"Através dos outros, nos tornamos nós mesmos." Esta frase famosa do educador russo Lev Vygotsky, do início do século 20, lembra-nos que não estamos sozinhos no processo educacional.
Do que aprendemos depois, o exemplo é mais didático do que o discurso, e esta recomendação pedagógica, tão decisiva na educação dos filhos, arrasta-nos pela vida afora, neste revezamento em que estamos sempre aprendendo e ensinando, mesmo que muitas vezes nem tenhamos consciência plena se estamos sendo mestres ou alunos porque, afinal, o viver por inteiro faz isso de embaralhar as lições.
Se, como professores, tivéssemos a consciência de que estamos sendo continuamente observados com aquela ânsia que todo aprendiz tem de copiar atitudes antes de adquirir o senso crítico que só virá com a maturidade, certamente seríamos melhores modelos.
E ficaríamos menos ansiosos se, tempos depois, um ex-aluno, num encontro fortuito, começasse a conversa com esta frase assustadora: "Professor, preciso lhe confessar que nunca vou esquecer aquele dia em que o senhor….". E não precisaríamos fazer aquela pausa respiratória na expectativa de que a história fosse boa de lembrar. Porque é deprimente quando alguém resolveu arquivar justamente o que merecia ter sido cremado.
Seria um notável ganho de tempo se aprendêssemos muito cedo, e sem fantasia, que qualquer lição pode ser boa ou ruim, e que sabedoria é reconhecer o que aproveitar ou repelir.
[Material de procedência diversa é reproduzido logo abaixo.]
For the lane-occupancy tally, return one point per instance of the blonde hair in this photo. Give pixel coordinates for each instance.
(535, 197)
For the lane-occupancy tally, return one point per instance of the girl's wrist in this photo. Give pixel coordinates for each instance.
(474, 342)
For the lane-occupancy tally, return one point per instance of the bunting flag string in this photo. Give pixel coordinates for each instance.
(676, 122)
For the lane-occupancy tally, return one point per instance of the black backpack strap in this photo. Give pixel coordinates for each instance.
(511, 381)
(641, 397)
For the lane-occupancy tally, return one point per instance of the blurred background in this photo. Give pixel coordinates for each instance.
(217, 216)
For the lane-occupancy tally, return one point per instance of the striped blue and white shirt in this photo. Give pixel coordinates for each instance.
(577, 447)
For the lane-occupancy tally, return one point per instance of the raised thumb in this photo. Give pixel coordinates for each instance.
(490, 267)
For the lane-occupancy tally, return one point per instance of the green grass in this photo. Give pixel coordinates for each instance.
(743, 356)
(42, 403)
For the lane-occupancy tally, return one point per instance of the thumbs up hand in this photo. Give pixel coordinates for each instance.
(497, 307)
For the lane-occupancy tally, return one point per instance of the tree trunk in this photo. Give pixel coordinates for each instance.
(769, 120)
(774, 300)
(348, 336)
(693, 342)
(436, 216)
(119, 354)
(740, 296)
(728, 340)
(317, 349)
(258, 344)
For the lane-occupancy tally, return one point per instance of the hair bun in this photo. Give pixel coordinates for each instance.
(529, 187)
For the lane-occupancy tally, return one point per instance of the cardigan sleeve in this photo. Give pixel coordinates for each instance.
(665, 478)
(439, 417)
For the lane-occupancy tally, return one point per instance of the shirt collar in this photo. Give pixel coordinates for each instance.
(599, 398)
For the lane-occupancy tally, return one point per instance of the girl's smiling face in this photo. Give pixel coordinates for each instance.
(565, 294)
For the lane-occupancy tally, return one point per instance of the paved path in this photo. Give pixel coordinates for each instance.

É deprimente quando alguém resolveu arquivar justo o que merecia ter sido cremado
Lembro da força do mau exemplo ao acompanhar as instruções de um oncologista explicando ao velho agricultor americano que aquela lista enorme era de analgésicos. Ao ouvir do paciente que achava que não ia precisar de tanto remédio porque se considerava forte para dor, o médico repreendeu-o: "Quando esse tumor chegar nas costelas, o senhor vai descobrir o que é dor".
Chocado com tanta insensibilidade, reclamei, timidamente como recomenda o convívio civilizado, que aquele velhinho (que tinha a cabeça parecida com a do meu pai) provavelmente não dormiria naquela noite. E o professor, tranquilamente, me respondeu: "A minha função é prescrever os analgésicos, colocá-lo para dormir é responsabilidade dos benzodiazepínicos". Poucas vezes me senti tão seguro do tipo de médico que eu não queria ser.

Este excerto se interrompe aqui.